ONE in four shops in Sunderland city centre now stands empty.
Figures released by the Local Data Company (LDC) show 23.6 per cent of shops in Sunderland city centre are vacant, up almost three per cent in six months.
The LDC report come after think-tank Centre for Cities found Sunderland had a “weak urban core”, one of the reasons experts listed it in the top five UK cities most vulnerable to unemployment.
It also comes two days before Sunderland marks 20 years since receiving official “city” status.
The national average of empty shops is 14.3 per cent according to the LDC’s review of vacancy figures for more than 700 centres. The city is 10th in the rankings.
Sunderland City Council leader Paul Watson said every effort was being made to nurture trade in the city centre – and praised the Echo for its help in encouraging more shoppers to spend their money in Wearside.
He said: “Empty shops are a problem across the country, not only in large centres like Sunderland but also medium and small centres. Examples of centres where the proportion of vacancies has decreased are few and far between.
“The council has a range of measures to support new independent retailers in the city centre, including mentoring, business advice, financial support towards start up costs and promotional and marketing support.
“We are fairly unique in this approach. Also, in light of the increase in online trading we are working on a programme to ensure more of our city centre businesses are retailing online.
He added: “Sunderland city centre includes a good mix of international retailers, local chains and specialist independent shops. These retailers will soon be recognised with the Retail Awards, of which the City Council is delighted to be working in partnership with the Sunderland Echo and others to support.
“On average 1.6 million shoppers visit the Bridges each month. The Bridges has a below-national-average void rate which currently stands at just 1.5 per cent.”
Coun Watson said the national economic picture had an impact on people’s tendency to spend, with obvious impacts on the level of vacant shops.
He said technological factors such as growth in internet online shopping also had a part to play in the problems with shop vacancies.
TJ Hughes and shoe retailer Barratts, have both gone into administration in the past 12 months.

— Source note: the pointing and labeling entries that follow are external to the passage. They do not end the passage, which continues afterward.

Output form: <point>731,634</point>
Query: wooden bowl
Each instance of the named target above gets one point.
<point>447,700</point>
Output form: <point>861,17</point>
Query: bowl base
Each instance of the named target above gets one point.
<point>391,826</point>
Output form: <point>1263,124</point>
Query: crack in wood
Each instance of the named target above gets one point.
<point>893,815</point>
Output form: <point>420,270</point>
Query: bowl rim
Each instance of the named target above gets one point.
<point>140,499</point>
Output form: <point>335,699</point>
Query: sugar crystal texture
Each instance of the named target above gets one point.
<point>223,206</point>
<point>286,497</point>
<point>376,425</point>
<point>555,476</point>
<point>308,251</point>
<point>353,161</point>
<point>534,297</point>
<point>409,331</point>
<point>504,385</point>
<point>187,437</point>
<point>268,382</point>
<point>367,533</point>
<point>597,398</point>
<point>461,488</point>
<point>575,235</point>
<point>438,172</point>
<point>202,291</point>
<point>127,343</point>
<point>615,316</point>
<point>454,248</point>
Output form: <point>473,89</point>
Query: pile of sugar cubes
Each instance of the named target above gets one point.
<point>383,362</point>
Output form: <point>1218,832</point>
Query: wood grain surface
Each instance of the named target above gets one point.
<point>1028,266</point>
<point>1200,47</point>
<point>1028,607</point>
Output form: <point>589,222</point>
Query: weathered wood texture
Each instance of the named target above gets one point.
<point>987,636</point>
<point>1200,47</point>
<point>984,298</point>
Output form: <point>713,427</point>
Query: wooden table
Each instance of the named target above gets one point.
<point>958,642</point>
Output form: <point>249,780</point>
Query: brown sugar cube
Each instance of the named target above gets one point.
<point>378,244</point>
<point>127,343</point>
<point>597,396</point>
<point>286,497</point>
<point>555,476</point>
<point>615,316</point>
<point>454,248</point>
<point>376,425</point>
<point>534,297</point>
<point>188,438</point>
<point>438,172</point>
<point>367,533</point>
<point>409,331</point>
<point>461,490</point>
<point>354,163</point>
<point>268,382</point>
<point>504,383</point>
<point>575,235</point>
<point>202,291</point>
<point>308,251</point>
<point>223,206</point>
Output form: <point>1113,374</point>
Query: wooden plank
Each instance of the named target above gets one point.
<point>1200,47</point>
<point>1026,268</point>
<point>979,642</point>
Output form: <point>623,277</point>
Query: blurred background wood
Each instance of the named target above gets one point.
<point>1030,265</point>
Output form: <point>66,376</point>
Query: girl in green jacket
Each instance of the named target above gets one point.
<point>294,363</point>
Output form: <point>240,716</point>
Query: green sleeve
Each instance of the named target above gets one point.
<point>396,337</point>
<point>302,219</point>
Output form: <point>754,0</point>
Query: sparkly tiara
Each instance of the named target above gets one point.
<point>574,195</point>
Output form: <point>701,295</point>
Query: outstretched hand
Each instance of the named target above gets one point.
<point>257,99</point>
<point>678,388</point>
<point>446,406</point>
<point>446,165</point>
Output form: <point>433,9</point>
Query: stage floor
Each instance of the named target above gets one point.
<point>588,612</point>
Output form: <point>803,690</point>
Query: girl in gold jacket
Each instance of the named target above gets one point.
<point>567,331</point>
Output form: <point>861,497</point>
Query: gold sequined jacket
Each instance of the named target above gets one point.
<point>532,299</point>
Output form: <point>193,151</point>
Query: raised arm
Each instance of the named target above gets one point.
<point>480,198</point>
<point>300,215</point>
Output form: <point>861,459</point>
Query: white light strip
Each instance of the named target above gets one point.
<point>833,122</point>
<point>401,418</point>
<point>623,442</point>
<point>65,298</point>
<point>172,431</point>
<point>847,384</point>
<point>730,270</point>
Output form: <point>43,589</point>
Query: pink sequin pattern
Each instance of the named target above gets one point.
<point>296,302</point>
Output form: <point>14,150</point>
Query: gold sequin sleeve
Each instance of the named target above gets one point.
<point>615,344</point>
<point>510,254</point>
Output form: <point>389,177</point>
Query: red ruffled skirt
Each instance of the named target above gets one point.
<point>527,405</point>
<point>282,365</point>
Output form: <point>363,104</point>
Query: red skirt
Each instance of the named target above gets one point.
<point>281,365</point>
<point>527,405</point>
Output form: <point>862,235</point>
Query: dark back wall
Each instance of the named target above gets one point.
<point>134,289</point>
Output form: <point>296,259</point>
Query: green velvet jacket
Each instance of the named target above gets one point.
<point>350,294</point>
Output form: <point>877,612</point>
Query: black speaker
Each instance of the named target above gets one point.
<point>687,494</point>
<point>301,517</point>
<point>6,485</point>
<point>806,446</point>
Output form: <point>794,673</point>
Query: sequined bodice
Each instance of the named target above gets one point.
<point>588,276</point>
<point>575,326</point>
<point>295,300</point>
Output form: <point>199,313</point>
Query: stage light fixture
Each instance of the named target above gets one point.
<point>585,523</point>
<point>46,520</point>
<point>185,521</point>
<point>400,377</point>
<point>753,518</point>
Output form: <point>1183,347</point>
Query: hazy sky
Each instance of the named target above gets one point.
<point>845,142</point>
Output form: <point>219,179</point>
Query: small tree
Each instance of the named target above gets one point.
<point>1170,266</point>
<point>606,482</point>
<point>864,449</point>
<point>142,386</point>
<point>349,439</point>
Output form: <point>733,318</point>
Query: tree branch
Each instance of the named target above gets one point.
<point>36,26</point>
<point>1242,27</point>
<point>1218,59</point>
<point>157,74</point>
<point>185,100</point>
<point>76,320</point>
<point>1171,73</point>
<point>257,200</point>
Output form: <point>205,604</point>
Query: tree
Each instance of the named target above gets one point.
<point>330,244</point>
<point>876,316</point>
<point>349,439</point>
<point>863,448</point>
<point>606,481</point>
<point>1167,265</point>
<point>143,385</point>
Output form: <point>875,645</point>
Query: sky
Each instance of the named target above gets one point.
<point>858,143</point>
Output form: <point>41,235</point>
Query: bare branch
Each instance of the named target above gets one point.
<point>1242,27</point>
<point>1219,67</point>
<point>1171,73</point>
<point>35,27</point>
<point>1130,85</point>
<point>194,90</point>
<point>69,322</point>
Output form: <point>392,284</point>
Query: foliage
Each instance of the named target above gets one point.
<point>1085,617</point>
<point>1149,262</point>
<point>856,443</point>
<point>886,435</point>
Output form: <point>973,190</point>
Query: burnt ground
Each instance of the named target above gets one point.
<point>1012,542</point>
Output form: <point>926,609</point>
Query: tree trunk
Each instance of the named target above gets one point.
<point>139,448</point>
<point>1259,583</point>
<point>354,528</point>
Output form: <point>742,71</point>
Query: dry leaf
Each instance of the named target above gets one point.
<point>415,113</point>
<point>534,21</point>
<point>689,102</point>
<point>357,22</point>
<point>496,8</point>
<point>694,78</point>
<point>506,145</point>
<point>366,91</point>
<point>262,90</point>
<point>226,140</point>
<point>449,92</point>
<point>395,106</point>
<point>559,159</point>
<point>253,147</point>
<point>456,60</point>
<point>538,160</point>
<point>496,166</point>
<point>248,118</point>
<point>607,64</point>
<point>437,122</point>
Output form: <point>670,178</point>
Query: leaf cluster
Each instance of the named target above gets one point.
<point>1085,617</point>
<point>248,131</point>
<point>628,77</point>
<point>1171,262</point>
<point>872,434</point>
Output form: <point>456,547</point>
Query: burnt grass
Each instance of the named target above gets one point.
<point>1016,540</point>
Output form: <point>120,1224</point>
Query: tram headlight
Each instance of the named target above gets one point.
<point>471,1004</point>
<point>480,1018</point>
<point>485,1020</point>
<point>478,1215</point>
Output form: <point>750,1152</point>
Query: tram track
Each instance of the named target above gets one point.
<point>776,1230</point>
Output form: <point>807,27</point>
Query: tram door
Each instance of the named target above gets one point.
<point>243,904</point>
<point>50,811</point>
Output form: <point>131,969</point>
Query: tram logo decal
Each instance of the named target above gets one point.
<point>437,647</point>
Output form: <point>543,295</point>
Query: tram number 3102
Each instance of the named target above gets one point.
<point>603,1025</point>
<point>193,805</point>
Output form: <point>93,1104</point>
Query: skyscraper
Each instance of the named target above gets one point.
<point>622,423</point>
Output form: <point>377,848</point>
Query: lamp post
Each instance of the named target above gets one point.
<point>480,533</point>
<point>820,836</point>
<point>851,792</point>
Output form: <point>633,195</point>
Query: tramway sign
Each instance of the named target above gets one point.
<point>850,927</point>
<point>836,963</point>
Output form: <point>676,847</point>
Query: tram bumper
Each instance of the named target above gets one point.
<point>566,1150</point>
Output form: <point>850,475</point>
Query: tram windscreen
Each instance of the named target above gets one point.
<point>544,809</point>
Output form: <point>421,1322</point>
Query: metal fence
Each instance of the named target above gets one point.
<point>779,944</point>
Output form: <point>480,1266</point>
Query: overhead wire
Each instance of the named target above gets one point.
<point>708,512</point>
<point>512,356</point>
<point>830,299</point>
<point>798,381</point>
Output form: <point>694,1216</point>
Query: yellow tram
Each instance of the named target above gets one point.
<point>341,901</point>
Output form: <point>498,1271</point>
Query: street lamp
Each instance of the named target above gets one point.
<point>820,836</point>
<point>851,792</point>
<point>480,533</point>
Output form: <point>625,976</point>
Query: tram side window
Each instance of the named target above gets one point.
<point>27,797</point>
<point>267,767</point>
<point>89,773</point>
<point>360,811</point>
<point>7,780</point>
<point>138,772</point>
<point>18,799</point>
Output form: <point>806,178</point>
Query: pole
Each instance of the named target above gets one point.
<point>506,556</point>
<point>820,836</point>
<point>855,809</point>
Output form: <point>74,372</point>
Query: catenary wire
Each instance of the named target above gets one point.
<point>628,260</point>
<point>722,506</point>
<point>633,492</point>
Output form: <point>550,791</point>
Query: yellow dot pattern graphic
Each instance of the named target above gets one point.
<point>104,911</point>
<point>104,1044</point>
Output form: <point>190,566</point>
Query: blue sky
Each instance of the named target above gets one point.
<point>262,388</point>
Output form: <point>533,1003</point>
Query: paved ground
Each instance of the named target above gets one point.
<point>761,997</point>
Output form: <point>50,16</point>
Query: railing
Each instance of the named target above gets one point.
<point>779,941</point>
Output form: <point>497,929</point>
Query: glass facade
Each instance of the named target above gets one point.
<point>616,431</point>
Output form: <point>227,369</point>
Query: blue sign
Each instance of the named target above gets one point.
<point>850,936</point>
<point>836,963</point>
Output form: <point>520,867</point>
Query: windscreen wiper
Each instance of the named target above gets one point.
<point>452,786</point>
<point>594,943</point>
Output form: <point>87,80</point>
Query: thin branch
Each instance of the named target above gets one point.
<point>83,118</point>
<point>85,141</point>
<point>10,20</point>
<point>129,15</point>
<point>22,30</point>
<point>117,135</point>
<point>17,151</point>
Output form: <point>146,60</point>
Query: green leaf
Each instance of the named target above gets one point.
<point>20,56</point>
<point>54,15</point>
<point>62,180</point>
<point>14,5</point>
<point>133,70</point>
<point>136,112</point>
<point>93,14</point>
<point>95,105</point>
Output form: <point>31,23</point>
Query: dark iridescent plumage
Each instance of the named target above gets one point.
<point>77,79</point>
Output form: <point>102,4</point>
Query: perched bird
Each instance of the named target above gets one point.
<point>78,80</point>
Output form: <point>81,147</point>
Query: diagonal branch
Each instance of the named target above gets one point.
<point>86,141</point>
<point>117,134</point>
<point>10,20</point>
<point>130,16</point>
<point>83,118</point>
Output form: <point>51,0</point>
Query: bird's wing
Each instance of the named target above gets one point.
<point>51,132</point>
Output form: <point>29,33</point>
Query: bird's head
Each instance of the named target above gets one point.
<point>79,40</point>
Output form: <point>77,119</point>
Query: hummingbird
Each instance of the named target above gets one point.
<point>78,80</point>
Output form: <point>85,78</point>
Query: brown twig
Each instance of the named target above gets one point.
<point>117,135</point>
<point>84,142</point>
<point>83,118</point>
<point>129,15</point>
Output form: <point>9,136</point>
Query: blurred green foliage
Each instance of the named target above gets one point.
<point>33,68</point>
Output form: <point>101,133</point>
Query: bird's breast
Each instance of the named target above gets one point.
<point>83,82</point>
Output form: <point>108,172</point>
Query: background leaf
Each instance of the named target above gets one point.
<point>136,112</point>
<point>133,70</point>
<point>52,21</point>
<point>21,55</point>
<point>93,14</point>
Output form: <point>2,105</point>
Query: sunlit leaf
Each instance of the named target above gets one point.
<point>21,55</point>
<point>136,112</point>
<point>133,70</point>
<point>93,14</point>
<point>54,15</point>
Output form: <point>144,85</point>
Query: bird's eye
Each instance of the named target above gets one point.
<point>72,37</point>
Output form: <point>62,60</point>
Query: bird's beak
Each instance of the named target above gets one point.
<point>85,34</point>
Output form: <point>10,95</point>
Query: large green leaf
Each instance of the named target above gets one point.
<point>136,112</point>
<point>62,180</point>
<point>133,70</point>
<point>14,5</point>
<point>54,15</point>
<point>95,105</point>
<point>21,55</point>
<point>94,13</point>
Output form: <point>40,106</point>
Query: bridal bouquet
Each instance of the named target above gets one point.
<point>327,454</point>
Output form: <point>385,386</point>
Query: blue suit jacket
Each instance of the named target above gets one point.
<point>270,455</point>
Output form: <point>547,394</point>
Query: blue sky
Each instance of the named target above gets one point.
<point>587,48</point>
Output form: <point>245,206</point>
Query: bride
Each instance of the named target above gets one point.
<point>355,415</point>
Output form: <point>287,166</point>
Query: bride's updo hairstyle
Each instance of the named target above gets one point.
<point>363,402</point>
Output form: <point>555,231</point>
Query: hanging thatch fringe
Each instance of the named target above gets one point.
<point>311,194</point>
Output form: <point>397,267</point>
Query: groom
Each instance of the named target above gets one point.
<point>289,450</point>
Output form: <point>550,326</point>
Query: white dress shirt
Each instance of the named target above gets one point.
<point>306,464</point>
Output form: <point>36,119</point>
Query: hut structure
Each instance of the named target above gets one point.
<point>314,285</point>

But Coun Watson said there was hope on the horizon for Sunderland.
He said: “There will be opportunities for Sunderland with the £15million expansion of the Bridges, due for completion in Spring 2013, and going forward, the development of the Vaux site, which will attract people into the city centre to live, work and, of course, shop.”
Shopper Mary McIntyre, 61, of Roker, said: “The city centre’s not like it used to be in it’s hey-day. It all looks pretty rundown now. I do most of my shopping at Asda.”
Jean Simpson, 64, of Grangetown, added: “I like to go to the MetroCentre or the Bridges. There’s not many shops on the big streets any more.”